In theory, the idea sounds good: expand the Medicare drug benefit so seniors can avoid costly hospitalizations and the government can save money. Or so President Clinton is likely to argue when he announces his long-expected proposal to add a new Medicare prescription drug benefit.
But the reality is likely to be much less pleasant. Expanding the drug benefit--an idea Clinton disclosed in his last State of the Union message--is likely to cost big bucks, and Congress had darn well better understand the consequences of unleashing this scheme.
History has repeatedly shown that entitlement programs end up costing substantially more than originally projected. So rather than reducing costs, a proposed Medicare drug benefit could constitute a raid on the treasury of this popular social program.

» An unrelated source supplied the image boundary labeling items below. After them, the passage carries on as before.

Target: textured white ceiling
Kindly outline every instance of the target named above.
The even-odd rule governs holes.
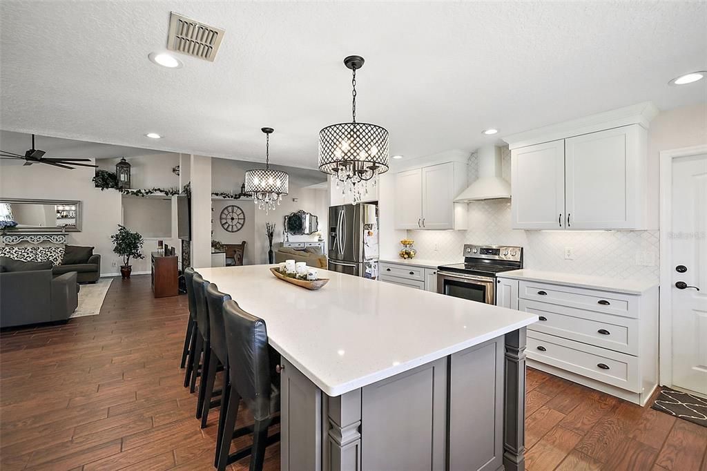
[[[213,63],[168,70],[170,11],[225,28]],[[322,127],[386,127],[392,153],[472,150],[498,137],[650,100],[707,100],[707,2],[0,4],[0,127],[314,168]],[[481,129],[496,127],[496,136]],[[146,132],[164,134],[150,141]]]

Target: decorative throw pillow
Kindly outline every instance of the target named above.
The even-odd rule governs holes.
[[[88,263],[88,259],[93,255],[93,247],[81,245],[66,245],[64,252],[62,265],[78,265]]]
[[[0,247],[0,257],[8,257],[15,260],[23,262],[39,262],[37,258],[37,247],[15,247],[7,245]]]
[[[33,272],[52,269],[51,262],[23,262],[8,257],[0,257],[1,272]]]
[[[64,258],[64,247],[49,245],[37,248],[37,258],[39,262],[51,262],[52,265],[62,263]]]

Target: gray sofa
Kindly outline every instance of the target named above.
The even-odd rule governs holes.
[[[91,255],[86,263],[59,264],[52,268],[52,273],[55,277],[71,272],[76,272],[76,281],[78,283],[95,283],[100,278],[100,255]]]
[[[0,327],[66,320],[78,306],[76,273],[54,277],[41,264],[19,267],[1,257]],[[26,269],[40,268],[40,269]]]

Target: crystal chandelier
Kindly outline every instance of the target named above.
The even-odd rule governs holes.
[[[334,175],[337,187],[349,193],[354,203],[368,192],[368,181],[388,170],[388,132],[380,126],[356,120],[356,71],[363,66],[363,58],[344,59],[353,71],[351,122],[327,126],[319,132],[319,169]]]
[[[290,175],[286,172],[270,168],[270,134],[271,127],[260,129],[265,133],[265,168],[255,168],[245,172],[245,192],[252,195],[258,209],[265,214],[275,209],[275,203],[282,202],[282,195],[290,189]]]

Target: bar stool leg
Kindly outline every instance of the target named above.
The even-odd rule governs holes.
[[[216,359],[214,359],[216,360]],[[215,361],[214,361],[215,362]],[[211,363],[211,345],[206,340],[204,342],[204,363],[201,364],[201,379],[199,380],[199,398],[197,400],[197,419],[201,418],[201,409],[204,408],[204,397],[206,394],[206,379],[209,377],[209,369]]]
[[[184,368],[185,365],[187,364],[187,356],[189,355],[189,345],[192,343],[192,335],[194,335],[194,321],[192,320],[192,316],[189,315],[189,320],[187,321],[187,335],[184,337],[184,348],[182,349],[182,362],[180,364],[180,368]]]
[[[250,456],[250,471],[262,471],[267,446],[267,426],[269,420],[256,420],[253,430],[253,448]]]
[[[209,409],[211,407],[211,396],[214,395],[214,383],[216,379],[216,369],[218,368],[218,359],[216,355],[209,354],[209,372],[206,373],[206,387],[204,391],[204,404],[201,405],[201,428],[206,426],[209,419]],[[226,390],[225,388],[221,390]],[[223,396],[223,395],[221,395]],[[221,397],[221,402],[223,398]]]
[[[223,436],[223,425],[226,422],[226,414],[228,409],[228,398],[230,397],[230,382],[228,378],[228,367],[223,368],[223,387],[221,388],[221,404],[218,409],[218,429],[216,431],[216,453],[214,456],[214,467],[218,466],[218,456],[221,454],[221,439]]]
[[[230,450],[230,441],[233,439],[233,431],[235,430],[235,419],[238,416],[238,404],[240,397],[231,388],[228,394],[228,406],[226,408],[226,420],[223,421],[223,431],[221,434],[221,443],[218,449],[218,471],[226,471],[228,465],[228,451]]]
[[[194,335],[197,337],[197,342],[192,354],[194,358],[192,359],[192,384],[189,388],[189,392],[194,392],[197,390],[197,376],[199,376],[199,366],[201,361],[201,352],[204,351],[204,337],[201,337],[201,333],[197,329]],[[204,375],[203,368],[201,374]]]

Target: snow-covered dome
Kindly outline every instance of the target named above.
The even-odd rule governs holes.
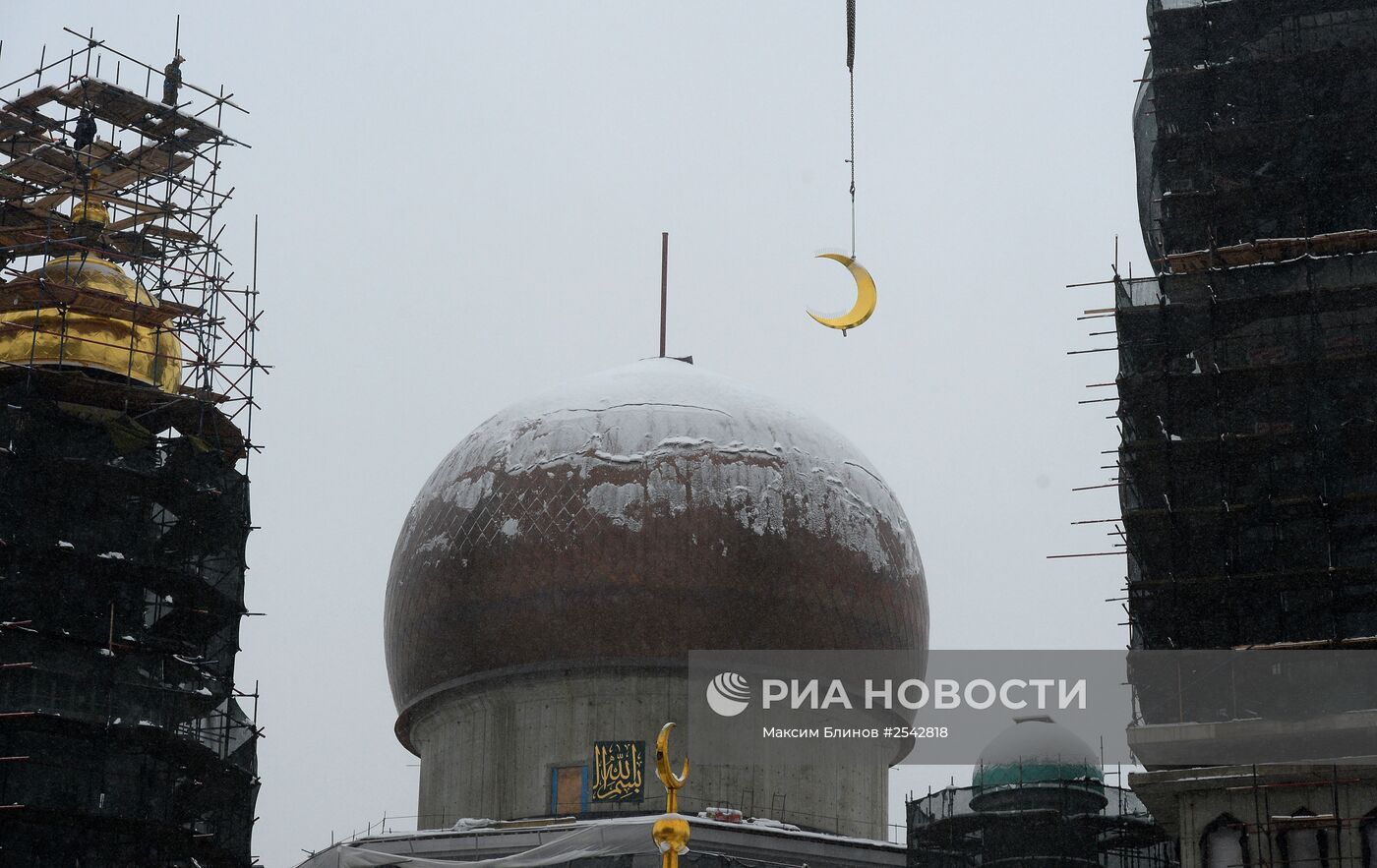
[[[1092,780],[1104,780],[1095,751],[1049,718],[1020,719],[994,736],[971,774],[978,788]]]
[[[563,660],[927,637],[918,550],[876,468],[812,415],[676,359],[479,425],[417,495],[387,589],[403,715]]]

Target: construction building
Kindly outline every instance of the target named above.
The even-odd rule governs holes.
[[[1153,274],[1115,274],[1114,307],[1086,311],[1115,323],[1120,370],[1102,385],[1117,388],[1122,514],[1106,521],[1126,556],[1131,645],[1370,649],[1377,3],[1150,0],[1147,12],[1135,135]],[[1263,751],[1180,768],[1203,765],[1172,761],[1183,746],[1223,748],[1275,721],[1223,691],[1147,689],[1148,669],[1131,669],[1129,740],[1148,768],[1131,783],[1183,865],[1377,864],[1370,739],[1340,737],[1377,697],[1292,710],[1289,744],[1268,750],[1303,762]],[[1275,673],[1278,707],[1289,669]]]
[[[909,867],[1175,868],[1175,847],[1085,741],[1049,717],[1015,718],[969,787],[907,801]]]
[[[262,366],[251,250],[220,246],[240,109],[179,52],[70,37],[0,87],[0,862],[241,868]]]

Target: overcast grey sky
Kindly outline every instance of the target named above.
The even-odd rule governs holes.
[[[917,532],[935,648],[1125,641],[1099,469],[1110,345],[1075,322],[1143,271],[1129,113],[1140,0],[859,0],[858,254],[880,305],[841,338],[804,307],[851,283],[843,0],[15,4],[0,78],[95,28],[224,83],[253,146],[227,252],[260,215],[260,380],[240,681],[262,682],[255,851],[413,814],[381,607],[421,481],[555,381],[669,349],[825,418]],[[974,758],[972,758],[974,759]],[[895,792],[945,781],[905,769]],[[902,806],[898,798],[894,803]],[[901,813],[895,810],[894,821]],[[398,824],[399,827],[403,825]]]

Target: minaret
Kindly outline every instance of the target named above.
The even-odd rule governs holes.
[[[99,180],[81,175],[84,195],[37,243],[0,232],[26,261],[47,253],[0,279],[0,864],[246,868],[246,417],[207,388],[220,321],[117,264],[189,271],[147,250],[193,234],[114,238],[139,217],[112,224]]]

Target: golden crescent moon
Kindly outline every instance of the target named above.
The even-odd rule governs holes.
[[[841,329],[843,333],[870,319],[870,314],[874,314],[877,296],[874,292],[874,278],[865,270],[865,265],[845,253],[818,253],[817,259],[832,259],[847,267],[847,271],[856,281],[856,303],[845,314],[825,316],[810,308],[808,316],[812,316],[829,329]]]
[[[660,777],[660,783],[665,785],[665,790],[679,790],[688,781],[687,757],[684,757],[684,770],[682,774],[675,774],[673,769],[669,768],[669,730],[673,728],[673,724],[665,724],[655,739],[655,774]]]

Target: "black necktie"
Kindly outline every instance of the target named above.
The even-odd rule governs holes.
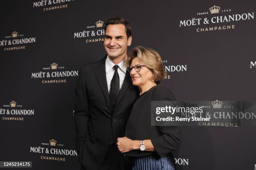
[[[117,71],[118,66],[115,65],[113,68],[115,69],[115,73],[111,80],[110,89],[109,91],[109,98],[112,111],[114,110],[115,105],[115,102],[116,102],[117,98],[119,94],[119,91],[120,90],[119,75],[118,75],[118,73]]]

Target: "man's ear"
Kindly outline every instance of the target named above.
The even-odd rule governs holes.
[[[132,39],[132,38],[131,36],[130,36],[129,38],[128,38],[128,46],[129,46],[131,44],[131,40]]]

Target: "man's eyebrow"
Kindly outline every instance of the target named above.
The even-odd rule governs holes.
[[[119,36],[117,36],[115,37],[115,38],[123,38],[123,36],[122,35],[119,35]]]

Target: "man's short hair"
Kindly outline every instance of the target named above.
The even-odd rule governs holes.
[[[105,23],[105,32],[107,30],[107,27],[109,25],[123,24],[125,28],[125,32],[127,36],[127,39],[131,36],[131,26],[130,23],[124,18],[120,17],[117,17],[110,18]]]

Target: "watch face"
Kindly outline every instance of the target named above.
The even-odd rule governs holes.
[[[144,145],[141,145],[140,146],[140,150],[142,151],[143,151],[143,150],[145,150],[145,146]]]

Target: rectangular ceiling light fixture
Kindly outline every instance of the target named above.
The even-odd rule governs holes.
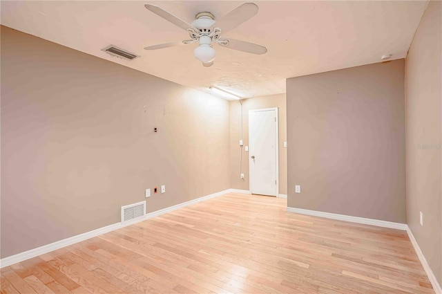
[[[117,57],[122,58],[126,60],[133,60],[135,58],[140,57],[140,55],[131,53],[126,50],[122,49],[121,48],[118,48],[114,45],[109,45],[107,47],[102,49],[102,51],[104,51],[106,53],[110,54],[111,55],[116,56]]]
[[[241,98],[233,93],[227,92],[225,90],[218,88],[218,86],[212,86],[210,88],[210,92],[215,96],[221,98],[227,99],[229,100],[239,100]]]

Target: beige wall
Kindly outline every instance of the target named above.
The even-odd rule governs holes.
[[[287,194],[287,149],[283,143],[287,140],[287,116],[285,94],[256,97],[242,100],[242,140],[249,145],[249,111],[265,108],[278,107],[279,131],[279,193]],[[241,138],[241,105],[239,101],[230,102],[230,181],[233,189],[249,190],[249,152],[240,147]],[[240,156],[242,153],[242,160]],[[242,163],[243,180],[240,178],[240,162]]]
[[[405,223],[404,60],[289,79],[287,91],[288,206]]]
[[[442,3],[430,1],[405,62],[407,222],[441,285],[441,39]]]
[[[230,188],[228,101],[6,27],[1,86],[1,257]]]

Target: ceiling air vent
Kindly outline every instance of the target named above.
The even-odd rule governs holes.
[[[122,223],[143,217],[146,214],[146,201],[122,206]]]
[[[102,51],[104,51],[106,53],[109,53],[111,55],[116,56],[119,58],[122,58],[126,60],[132,60],[135,58],[138,58],[140,55],[131,53],[124,49],[118,48],[116,46],[109,45],[107,47],[102,49]]]

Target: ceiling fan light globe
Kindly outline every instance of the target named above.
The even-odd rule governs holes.
[[[193,50],[195,57],[202,63],[209,63],[215,59],[215,49],[210,45],[200,45]]]

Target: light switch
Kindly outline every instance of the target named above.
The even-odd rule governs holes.
[[[295,185],[295,193],[301,192],[301,186],[299,185]]]

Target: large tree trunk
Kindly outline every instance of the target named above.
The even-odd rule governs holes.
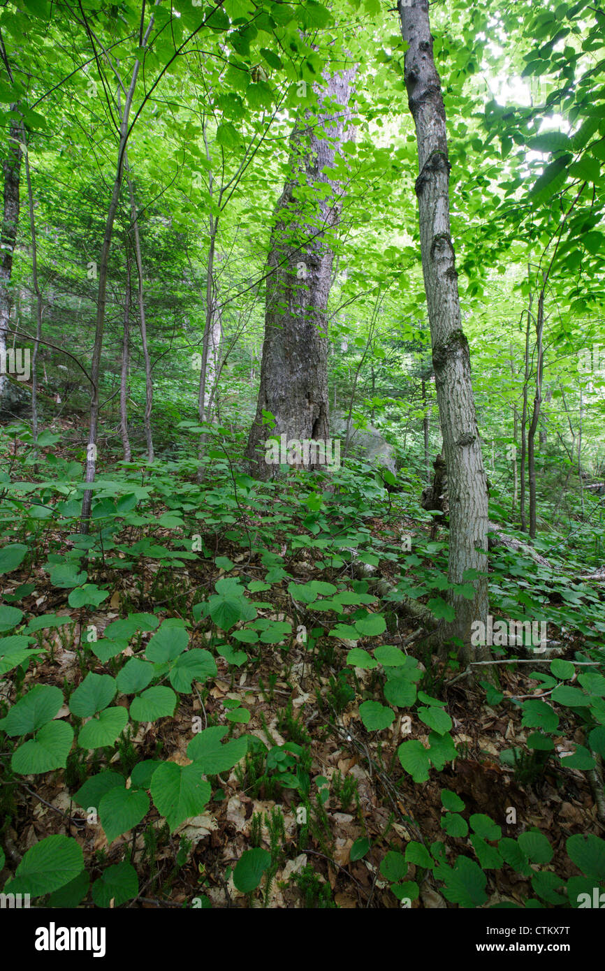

Clinton reportedly believes pharmacy-benefit managers could keep costs down by obtaining discounts from drug manufacturers and drugstores and preventing overuse of prescription medications. But evidence suggests a possible disaster:
- Soaring drug costs currently plague Medicare risk plans, which cover more than 6 million beneficiaries. Pullouts from numerous markets have caused disruption and reduced coverage for many beneficiaries.
- The effects of exploding drug costs extend far beyond Medicare. Physicians who have accepted capitated payments are struggling to contain drug costs (see story on page 36).
- Direct-to-consumer advertising campaigns are putting excessive pressure on doctors to prescribe costly drugs that patients demand. By now, everyone has heard the tale of the Viagra frenzy.
Even earmarking some of the federal budget surplus for Medicare and levying a modest premium on beneficiaries may not prevent more costs being added to a program already facing serious solvency problems.
Before plunging into such dangerous waters, the government should launch a pilot program to measure the impact of any new entitlement. Establishing payment tiers would allow beneficiaries access to more expensive drugs if they are willing to pay higher out-of-pocket costs. Such a payment structure may help dampen demand for "we-want-it-all" coverage.
For physician executives concerned about the future of Medicare, this is an important topic to weigh in on.